My Yoga Story

1990.  photo: almost certainly my mom


photo: almost certainly my mom

Every body has a story. Here is mine. 

I love yoga. But my first love is dance. I began ballet class when I was five years old, and dance has been a driving passion ever since. I loved the music, discipline and community, even if I was never the most talented in class. When I was 16, I made the tough decision to quit my studio to focus on preparing for college. But beyond (extremely) lackluster participation in gym class, I didn't have much exposure to any other physical fitness.

Enter yoga. My mom suggested I try a class at her gym and I was immediately hooked. It's a little embarrassing to admit this now, but I don't even know what kind of yoga it was. If you're reading this and you're a yoga teacher in Central New Jersey named Cheryl who worked at a Bally's Fitness on Route 22 in the early aughts, get in touch. I even did my final project in Honors Physics on the science of yoga. (I got a B.) 

Then I went to Northwestern and back to the dance studio. I loved dance classes at my college, and became deeply immersed in the open class community in New York while on breaks. After college, I leaned in to the dance world. Yoga was a fading memory.

Then I got injured. It started slowly, tendinitis at the top of my hamstring. I started foam rolling. I tried ice, then heat. I got a cortisone injection and went to physical therapy. Then the pain spread to bursitis in my hips. I got another cortisone injection and a new physical therapist. 

I stopped jumping in dance class and got more cortisone injections. (I had a total of 11.) I cried. A lot. I tried Pilates. I tried to go back to yoga, but the strict alignment and holding of traditional Vinyasa left me sobbing in savasana. 

Then I found Strala. Founded by fellow dancer Tara Stiles, the concept of allowing my body to move in whatever way felt good was a revelation. On days I could barely walk, I could practice Strala, and I began to build strength and discover a new way of living, moving and being. I found a better physical therapist and I practiced Strala religiously. 

photo: Katie Thyken

photo: Katie Thyken

I finished graduate school and went on a trip for my birthday. Laying on a towel with my feet in the sand, I felt called to begin my Strala training. I completed my 200 hour "Ready to Lead" training in late 2014. I began teaching public classes and volunteering and never looked back. In 2017, following a heartbreak, an apartment move, and a desire to explore, I discovered "The Rocket," an Asthtanga Vinyasa derivative that was developed in San Francisco by Larry Schultz in the 1980s. The sequences resonated deeply for their ferocity, playfulness and near limitless promise of growth. In 2018, I completed my Rocket immersion training to carry them into posterity. 

Guiding yoga is the privilege of my life. I love working with all types of bodies and minds, and freeing people to explore the natural power and strength they can discover when they match their body to their breathe.
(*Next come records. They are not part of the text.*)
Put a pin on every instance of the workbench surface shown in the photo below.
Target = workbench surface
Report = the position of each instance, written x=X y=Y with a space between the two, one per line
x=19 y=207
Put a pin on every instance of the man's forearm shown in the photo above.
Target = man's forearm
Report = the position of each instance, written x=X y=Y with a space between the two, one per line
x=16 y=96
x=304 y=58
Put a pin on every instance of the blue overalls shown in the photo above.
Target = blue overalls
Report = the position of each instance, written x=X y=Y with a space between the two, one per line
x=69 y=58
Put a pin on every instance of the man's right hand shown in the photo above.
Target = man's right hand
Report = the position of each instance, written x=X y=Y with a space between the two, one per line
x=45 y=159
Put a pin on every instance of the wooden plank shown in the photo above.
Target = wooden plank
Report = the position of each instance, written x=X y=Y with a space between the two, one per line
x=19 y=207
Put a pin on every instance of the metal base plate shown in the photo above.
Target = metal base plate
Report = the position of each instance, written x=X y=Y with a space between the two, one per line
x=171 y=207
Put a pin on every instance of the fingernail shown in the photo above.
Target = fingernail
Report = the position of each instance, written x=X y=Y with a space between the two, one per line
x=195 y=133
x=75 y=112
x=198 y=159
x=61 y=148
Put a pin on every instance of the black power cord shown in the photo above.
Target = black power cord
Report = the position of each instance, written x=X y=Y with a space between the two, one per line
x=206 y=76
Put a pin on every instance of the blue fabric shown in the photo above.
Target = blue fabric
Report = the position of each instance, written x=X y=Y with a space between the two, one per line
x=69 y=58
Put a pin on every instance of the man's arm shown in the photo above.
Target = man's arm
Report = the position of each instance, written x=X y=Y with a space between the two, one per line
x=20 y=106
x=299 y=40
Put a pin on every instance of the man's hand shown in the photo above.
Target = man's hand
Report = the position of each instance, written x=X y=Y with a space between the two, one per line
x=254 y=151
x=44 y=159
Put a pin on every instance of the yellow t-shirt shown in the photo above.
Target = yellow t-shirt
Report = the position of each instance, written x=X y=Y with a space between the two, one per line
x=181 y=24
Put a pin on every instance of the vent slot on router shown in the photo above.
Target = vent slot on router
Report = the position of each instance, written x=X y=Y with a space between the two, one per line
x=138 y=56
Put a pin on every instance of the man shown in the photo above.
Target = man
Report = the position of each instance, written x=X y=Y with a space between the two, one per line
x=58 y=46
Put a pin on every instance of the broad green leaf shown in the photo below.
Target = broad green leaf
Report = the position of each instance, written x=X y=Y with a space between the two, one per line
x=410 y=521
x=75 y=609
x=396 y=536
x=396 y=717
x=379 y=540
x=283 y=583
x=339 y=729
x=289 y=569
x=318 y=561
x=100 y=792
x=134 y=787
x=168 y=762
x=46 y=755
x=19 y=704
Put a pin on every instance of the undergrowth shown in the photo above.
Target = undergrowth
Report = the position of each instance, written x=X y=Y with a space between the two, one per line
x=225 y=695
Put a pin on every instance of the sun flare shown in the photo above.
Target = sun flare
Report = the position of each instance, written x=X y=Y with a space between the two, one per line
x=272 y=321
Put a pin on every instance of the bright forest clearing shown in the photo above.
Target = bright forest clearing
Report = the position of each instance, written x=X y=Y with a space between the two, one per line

I live for those precious moments right after class when everyone wants to sit on their mat forever. 

I still have flareups of my hamstring and hip issues. My body has a lived experience that shows up every time I'm on my mat. But my Strala yoga practice, combined with some carefully-selected ideas from Ashtanga yoga, informs every movement I make. 

Every body has a story. My calling is to help people deepen theirs.